E
lena and I went to a local game store to play some Blackletter after Mass today. There was a great big hullaballoo downtown -- a mixture of a Pride parade with a lot of pro-Palestine demonstrators as well. Those two flags have always been an odd match -- I very much doubt the vast majority of Palestinians are super down with the LGBTQ++ crowd.
The absolute hegemony of the rainbow flag, and its odd cousin, the Trans Rights flag, in liberal American society is worthy of its own religious studies subcategory. Gay marriage is federally legalized, queer representation is monumental across narrative media, each generation is more progressive than the last; and yet there is this deep, powerful need to express on massive and garish scale the support for progressive causes that have not seen anything more than geriatric gasps of resistance for more than twenty years. There is truly a religious dimension to the whole things -- there is liturgy, holy texts, prophets, rituals, processions, mantras, martyrs, everything you could ask for.

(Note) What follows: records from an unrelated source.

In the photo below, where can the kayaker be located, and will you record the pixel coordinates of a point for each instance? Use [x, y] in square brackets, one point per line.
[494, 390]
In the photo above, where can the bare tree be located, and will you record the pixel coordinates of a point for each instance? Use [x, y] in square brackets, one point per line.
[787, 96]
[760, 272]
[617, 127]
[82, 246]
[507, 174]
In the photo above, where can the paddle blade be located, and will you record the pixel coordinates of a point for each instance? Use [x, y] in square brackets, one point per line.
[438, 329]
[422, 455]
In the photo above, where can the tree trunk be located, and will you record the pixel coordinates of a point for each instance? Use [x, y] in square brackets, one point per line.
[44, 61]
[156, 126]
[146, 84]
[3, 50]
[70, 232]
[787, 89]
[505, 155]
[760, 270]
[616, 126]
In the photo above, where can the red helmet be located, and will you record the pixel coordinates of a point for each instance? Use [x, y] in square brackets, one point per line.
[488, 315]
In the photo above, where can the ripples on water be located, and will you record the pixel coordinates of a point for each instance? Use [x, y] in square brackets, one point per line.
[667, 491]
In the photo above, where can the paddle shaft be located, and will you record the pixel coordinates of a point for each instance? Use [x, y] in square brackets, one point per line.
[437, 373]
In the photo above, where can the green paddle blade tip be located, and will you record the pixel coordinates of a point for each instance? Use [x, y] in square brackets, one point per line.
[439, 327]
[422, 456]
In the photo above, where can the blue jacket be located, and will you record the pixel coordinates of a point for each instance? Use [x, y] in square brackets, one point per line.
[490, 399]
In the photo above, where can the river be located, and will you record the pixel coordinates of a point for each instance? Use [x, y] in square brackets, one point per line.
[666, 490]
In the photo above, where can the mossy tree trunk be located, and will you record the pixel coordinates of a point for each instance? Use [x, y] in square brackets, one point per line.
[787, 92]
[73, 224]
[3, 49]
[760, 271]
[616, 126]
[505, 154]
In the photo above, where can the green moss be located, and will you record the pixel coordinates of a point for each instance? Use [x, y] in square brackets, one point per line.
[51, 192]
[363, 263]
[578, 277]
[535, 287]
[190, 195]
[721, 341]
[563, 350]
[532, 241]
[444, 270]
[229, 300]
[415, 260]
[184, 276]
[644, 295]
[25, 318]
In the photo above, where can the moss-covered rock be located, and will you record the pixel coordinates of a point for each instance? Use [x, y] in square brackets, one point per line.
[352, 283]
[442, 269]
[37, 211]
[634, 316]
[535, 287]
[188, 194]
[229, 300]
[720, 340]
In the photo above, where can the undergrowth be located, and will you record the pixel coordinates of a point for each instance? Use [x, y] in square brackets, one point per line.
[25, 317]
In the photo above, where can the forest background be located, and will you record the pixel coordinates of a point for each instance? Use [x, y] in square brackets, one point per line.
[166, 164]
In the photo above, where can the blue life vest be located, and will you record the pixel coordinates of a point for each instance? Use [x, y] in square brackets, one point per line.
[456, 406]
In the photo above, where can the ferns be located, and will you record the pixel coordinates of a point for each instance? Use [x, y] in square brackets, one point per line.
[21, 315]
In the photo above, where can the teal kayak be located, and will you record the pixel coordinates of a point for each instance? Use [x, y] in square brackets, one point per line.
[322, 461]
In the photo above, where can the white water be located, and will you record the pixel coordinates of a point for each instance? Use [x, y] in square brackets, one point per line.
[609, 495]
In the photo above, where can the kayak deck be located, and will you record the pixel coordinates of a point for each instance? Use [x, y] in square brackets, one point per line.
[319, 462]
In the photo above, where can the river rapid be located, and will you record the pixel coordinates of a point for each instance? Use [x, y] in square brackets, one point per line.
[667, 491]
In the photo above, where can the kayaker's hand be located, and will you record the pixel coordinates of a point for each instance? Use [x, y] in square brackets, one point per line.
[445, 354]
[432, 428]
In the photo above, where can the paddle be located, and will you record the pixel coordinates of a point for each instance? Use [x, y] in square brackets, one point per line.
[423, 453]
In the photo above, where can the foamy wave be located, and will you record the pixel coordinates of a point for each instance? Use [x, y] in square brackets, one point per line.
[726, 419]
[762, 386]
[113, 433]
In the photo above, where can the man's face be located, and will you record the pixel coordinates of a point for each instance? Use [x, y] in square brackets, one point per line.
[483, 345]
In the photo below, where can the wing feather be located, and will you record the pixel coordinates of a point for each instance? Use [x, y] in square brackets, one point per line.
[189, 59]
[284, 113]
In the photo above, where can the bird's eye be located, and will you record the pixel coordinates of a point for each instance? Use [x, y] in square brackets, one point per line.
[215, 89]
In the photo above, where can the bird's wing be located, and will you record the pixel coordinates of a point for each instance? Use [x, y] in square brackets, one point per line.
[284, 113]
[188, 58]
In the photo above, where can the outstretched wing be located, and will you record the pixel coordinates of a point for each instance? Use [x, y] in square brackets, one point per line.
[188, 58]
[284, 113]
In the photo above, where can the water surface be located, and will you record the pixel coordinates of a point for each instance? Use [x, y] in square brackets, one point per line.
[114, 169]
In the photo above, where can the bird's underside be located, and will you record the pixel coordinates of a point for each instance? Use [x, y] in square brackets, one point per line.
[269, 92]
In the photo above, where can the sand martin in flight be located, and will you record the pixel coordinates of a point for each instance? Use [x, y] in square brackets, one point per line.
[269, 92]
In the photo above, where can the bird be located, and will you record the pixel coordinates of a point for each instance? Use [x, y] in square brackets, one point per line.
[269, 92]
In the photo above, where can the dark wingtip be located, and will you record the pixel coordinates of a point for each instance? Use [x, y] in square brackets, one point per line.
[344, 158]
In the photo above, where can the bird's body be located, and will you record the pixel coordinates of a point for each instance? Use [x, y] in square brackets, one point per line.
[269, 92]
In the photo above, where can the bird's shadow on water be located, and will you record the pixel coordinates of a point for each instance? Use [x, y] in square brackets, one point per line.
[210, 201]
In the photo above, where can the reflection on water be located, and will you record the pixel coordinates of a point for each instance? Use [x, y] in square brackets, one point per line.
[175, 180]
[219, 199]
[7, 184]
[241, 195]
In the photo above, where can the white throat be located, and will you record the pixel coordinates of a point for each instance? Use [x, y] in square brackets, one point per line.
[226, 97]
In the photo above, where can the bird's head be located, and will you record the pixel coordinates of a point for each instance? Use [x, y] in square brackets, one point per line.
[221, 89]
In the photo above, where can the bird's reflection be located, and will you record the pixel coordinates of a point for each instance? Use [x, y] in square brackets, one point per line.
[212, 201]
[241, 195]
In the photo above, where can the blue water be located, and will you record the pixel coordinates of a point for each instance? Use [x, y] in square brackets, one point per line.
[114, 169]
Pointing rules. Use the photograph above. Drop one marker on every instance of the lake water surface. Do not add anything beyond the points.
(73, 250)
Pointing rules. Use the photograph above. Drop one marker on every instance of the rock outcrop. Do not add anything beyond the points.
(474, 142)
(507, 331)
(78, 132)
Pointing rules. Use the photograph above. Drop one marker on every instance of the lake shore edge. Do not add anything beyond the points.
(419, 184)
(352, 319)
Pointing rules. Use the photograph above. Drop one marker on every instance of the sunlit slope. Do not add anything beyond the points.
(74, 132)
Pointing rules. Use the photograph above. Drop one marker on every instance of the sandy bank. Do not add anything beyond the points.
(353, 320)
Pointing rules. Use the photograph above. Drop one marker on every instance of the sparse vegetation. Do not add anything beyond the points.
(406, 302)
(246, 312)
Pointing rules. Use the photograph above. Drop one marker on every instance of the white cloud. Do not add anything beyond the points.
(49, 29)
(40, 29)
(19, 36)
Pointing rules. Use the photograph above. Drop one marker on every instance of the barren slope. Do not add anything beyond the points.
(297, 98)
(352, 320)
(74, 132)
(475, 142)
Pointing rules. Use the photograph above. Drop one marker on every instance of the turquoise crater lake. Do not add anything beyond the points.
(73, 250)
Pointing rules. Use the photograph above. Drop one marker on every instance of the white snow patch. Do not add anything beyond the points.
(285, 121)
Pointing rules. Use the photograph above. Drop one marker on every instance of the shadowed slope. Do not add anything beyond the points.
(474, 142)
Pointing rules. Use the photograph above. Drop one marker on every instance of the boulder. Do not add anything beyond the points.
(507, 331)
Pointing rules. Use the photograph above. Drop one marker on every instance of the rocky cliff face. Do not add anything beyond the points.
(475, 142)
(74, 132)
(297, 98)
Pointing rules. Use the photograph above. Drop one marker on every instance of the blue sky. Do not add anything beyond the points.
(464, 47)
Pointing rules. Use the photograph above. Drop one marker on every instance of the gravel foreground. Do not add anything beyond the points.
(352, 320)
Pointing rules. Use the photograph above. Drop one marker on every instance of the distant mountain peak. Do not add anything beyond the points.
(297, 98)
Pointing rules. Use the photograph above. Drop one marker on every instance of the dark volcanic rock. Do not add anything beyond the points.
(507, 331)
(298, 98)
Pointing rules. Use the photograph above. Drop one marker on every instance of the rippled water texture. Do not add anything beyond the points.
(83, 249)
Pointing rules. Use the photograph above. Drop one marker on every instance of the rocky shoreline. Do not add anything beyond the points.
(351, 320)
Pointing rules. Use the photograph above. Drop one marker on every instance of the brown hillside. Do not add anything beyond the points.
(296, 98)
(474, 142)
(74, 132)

What does it mean when people are fervently painting their faces with rainbows in one of the most liberal towns in the nations in the year of our Lord 2,024? This movement does not want to win, cannot accept the possibility of winning, because being the victors would mean the pageantry is over. The goal has moved on from just existing and "loving who you want" -- if that's what it ever was. It must keep moving forward, keep pushing boundaries, keep finding bigoted family members that it can pretend are the omnipotent gatekeepers to happiness, if they could only be swept away. It's not for nothing that the movement has labeled itself with the word PRIDE. Pride will never stop -- it cannot, once it has taken root on its own terms.